Now, breathtaking new research has found that, just like the Solar System’s planets orbit in a more-or-less flat plane around the Sun’s equator – a bit like a vinyl record – so too do TRAPPIST-1’s exoplanets orbit in a flat plane around its middle.
This discovery will enable astronomers to probe the system’s dynamical history – which can help us to refine models of the system, and rule out habitability on any of its exoplanets. But finding the planets around the star’s equator means they’re basically orbiting at the same inclination on which they formed, making the system’s primordial state easier to study.
To date, astronomers have discovered over 4,000 exoplanets in the Milky Way galaxy, and one of the very important things they can show us is how normal (or not) the Solar System actually is.
Astronomers have taken measurements of the orbital alignment of quite a few exoplanets by now, and many close-orbiting gas giants exhibit what is called stellar obliquity, when a star’s exoplanets are orbiting at an oblique angle to the star’s spin axis.
Multiple-planet systems tend to be less oblique – but no one had measured it with rocky, Earth-like worlds before. That’s because stellar obliquity is measured based on something called the Rossiter-McLaughlin effect, which is hard to observe with small, faint stars like TRAPPIST-1.

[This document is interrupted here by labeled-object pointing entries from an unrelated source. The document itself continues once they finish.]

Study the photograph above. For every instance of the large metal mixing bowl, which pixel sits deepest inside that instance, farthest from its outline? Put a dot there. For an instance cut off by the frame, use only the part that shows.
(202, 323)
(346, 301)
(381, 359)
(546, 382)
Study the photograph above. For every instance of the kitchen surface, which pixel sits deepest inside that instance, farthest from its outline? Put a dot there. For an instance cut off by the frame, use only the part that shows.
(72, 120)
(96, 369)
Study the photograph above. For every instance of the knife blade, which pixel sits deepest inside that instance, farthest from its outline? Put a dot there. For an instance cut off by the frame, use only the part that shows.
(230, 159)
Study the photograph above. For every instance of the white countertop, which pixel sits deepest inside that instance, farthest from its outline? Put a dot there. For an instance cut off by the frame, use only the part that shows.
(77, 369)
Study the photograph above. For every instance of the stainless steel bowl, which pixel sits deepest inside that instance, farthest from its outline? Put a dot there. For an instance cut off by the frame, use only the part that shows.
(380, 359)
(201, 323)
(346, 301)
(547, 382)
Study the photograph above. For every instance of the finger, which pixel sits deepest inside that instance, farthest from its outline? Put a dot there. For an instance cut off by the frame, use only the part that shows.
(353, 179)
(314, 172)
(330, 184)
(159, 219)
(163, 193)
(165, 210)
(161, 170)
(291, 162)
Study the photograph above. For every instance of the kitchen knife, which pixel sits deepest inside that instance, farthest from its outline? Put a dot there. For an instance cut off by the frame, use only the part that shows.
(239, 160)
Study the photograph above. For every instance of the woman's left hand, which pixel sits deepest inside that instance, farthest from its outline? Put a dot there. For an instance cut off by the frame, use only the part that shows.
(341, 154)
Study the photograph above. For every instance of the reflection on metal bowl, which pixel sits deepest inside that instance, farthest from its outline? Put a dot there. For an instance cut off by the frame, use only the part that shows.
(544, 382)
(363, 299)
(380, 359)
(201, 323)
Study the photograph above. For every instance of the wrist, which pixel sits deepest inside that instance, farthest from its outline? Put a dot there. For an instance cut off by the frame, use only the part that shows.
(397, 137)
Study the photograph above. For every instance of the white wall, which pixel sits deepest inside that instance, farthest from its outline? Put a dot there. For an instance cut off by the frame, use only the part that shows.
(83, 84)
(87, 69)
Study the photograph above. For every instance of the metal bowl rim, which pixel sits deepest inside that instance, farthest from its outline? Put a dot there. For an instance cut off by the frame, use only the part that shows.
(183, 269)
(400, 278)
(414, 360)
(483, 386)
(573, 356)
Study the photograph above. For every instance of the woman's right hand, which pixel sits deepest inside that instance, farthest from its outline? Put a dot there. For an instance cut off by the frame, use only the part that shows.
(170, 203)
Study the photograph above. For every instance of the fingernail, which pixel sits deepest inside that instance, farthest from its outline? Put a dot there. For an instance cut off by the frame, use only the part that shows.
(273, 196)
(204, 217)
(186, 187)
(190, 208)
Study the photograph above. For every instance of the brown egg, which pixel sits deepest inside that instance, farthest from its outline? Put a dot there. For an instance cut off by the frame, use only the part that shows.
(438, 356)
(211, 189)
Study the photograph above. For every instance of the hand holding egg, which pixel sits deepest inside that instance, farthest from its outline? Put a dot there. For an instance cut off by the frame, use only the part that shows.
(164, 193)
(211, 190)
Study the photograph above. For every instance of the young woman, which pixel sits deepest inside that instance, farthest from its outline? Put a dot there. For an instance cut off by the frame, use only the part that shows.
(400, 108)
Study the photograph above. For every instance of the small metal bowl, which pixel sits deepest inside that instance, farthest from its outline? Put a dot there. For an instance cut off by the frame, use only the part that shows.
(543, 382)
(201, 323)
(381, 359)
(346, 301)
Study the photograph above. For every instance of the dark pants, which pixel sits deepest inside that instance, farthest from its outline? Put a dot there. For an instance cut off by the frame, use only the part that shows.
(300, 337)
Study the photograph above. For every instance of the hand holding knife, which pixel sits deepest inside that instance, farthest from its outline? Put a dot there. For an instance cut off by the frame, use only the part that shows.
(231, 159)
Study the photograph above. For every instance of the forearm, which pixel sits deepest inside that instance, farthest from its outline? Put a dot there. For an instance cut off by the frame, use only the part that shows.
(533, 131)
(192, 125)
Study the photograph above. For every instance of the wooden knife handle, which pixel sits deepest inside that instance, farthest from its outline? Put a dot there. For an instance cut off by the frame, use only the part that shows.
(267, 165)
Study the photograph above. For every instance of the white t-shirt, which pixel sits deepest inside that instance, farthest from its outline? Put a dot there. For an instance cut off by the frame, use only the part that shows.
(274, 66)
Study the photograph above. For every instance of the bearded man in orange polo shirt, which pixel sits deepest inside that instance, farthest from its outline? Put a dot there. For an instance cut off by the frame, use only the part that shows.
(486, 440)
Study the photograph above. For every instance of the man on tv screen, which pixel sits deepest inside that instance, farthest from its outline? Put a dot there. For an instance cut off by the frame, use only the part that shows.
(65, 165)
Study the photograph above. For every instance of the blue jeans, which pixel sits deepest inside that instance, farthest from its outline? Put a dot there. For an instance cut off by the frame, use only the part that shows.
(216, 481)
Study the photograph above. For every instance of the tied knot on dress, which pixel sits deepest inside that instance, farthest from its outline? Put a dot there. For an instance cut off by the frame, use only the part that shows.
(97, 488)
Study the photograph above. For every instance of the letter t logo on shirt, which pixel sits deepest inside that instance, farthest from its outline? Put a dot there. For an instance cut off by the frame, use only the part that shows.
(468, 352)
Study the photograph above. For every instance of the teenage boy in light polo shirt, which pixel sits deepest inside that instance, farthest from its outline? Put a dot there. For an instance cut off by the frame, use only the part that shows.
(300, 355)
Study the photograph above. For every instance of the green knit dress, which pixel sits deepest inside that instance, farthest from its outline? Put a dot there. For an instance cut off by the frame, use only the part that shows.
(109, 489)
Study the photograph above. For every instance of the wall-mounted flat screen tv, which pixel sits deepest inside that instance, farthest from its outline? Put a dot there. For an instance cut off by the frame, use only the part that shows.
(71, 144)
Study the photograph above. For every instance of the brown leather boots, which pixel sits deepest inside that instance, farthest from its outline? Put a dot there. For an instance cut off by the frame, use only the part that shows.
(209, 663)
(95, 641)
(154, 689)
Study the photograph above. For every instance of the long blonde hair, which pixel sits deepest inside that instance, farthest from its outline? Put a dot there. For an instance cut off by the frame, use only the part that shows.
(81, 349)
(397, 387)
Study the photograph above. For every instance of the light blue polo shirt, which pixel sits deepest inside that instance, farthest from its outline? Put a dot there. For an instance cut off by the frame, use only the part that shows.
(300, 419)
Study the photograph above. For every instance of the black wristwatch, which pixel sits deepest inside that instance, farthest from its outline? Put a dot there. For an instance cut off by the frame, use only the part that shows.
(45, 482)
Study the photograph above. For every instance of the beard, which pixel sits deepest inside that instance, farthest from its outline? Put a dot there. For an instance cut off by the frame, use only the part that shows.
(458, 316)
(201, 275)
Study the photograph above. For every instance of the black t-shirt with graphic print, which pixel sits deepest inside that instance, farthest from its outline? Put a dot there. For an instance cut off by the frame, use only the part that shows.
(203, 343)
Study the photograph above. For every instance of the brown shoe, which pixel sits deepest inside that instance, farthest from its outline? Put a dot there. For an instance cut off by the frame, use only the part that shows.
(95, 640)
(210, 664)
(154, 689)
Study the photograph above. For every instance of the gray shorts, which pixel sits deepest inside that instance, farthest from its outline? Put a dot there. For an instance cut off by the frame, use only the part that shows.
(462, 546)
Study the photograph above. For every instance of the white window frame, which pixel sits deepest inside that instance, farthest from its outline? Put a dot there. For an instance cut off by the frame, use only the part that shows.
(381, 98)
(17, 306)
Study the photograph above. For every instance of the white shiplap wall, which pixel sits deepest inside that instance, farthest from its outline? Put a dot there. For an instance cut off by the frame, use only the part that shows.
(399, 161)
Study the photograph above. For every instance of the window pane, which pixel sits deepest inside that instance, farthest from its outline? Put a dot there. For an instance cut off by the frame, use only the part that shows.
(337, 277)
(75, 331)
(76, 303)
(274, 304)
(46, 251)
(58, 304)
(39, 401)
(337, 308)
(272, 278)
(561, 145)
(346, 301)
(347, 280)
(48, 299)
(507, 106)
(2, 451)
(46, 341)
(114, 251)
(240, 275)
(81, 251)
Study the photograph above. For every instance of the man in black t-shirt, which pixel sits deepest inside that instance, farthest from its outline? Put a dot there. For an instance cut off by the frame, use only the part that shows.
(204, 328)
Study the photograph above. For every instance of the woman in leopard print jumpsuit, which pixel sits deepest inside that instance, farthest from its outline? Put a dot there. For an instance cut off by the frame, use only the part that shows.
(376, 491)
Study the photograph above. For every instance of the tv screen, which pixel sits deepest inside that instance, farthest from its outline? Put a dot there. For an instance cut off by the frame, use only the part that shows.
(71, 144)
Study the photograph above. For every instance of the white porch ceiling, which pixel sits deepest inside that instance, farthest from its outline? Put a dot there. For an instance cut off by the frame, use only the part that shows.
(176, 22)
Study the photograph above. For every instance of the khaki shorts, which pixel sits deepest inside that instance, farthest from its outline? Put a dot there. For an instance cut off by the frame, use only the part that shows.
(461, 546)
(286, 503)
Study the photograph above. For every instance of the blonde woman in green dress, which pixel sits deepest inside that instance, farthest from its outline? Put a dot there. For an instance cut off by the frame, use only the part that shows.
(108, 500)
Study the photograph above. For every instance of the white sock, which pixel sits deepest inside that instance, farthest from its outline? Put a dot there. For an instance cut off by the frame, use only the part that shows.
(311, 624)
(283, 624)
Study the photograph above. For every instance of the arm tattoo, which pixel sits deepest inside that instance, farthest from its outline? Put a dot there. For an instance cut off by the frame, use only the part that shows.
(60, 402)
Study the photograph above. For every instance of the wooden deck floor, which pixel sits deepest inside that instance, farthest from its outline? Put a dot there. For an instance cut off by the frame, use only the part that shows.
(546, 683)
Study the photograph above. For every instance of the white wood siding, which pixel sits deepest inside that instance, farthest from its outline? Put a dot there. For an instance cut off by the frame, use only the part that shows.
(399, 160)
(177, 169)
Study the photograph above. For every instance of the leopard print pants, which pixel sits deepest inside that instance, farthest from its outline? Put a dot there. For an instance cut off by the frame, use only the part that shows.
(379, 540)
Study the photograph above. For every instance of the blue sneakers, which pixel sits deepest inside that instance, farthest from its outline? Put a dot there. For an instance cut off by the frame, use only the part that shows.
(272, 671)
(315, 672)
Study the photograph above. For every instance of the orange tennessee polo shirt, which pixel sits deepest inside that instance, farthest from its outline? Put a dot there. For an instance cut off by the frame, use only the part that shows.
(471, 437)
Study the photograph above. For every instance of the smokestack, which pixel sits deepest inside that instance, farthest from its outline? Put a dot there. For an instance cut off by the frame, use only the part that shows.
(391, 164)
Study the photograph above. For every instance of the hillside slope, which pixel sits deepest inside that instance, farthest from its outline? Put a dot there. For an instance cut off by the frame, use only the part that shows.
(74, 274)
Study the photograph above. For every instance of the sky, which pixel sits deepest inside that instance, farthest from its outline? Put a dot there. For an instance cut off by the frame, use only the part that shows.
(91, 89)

Here’s how it works. When we’re observing an orbiting star, the light from the side rotating towards us will be compressed into higher frequencies towards the blue end of the spectrum. We call that blueshift. The light from the side rotating away from us, on the other hand, is stretched into lower frequencies, or redshifted.
When a planet moves around that star, you can tell which direction it’s travelling based on which type of wavelength is blocked out first. And the exoplanet casts a travelling Doppler shadow that creates a distortion that can be used to directly model stellar obliquity.
TRAPPIST-1 is a red dwarf, which means it’s very small and faint, so the Rossiter-McLaughlin effect had been impossible to observe before. But the Subaru Telescope located in Hawaii was recently fitted with the InfraRed Doppler (IRD) a new infrared spectrograph with high-enough resolution to make it out.
Next, fortuitously, on the night of 31 August 2018, three of the TRAPPIST-1 exoplanets transited the star in a single night, allowing the team to collect a wealth of data in a single observing run. And it was lucky they did. Only one of the transits produced a reliable Doppler shadow – but it suggested that the stellar obliquity was close to zero.
It’s not conclusive yet – there was quite a large margin for error, which means orbital misalignment couldn’t be entirely ruled out. But it does suggest some intriguing possibilities for the TRAPPIST-1 system.
During stellar formation, a star is surrounded by a large, flat disc of dust and gas spooling into it. When the star is plumply complete, that remaining dust and gas is what forms everything else. That’s why the Solar System’s planets are so neatly ordered, rather than fanging about every which way – nothing came along to perturb their alignment, so they just stayed put.
If TRAPPIST-1’s exoplanets are in a neat, flat, equatorial plane, then they too probably stayed pretty much where they formed. However, the planets are clustered pretty close to their star; this means that this compact arrangement was probably the result of a gradual inward migration, rather than any other disruptive factor.
It could also mean that the absence of large gravitational perturbations is more likely to result in peaceful, habitable zone planets, although of course reaching that conclusion would require a lot more scrutiny.
But, for now, the team’s work is an impressive step forward.
“Despite the limitations of the data, our observation of the Doppler transits in the TRAPPIST-1 system are the first such observations, to our knowledge, for such a low-mass star,” they wrote in their paper.
“No other results have been reported for stars cooler than 3500 K. By performing additional observations with the IRD and other new high-resolution infrared spectrographs, a new window will be opened into the orbital architectures of planetary systems around low-mass stars.”
The research has been published in The Astrophysical Journal Letters.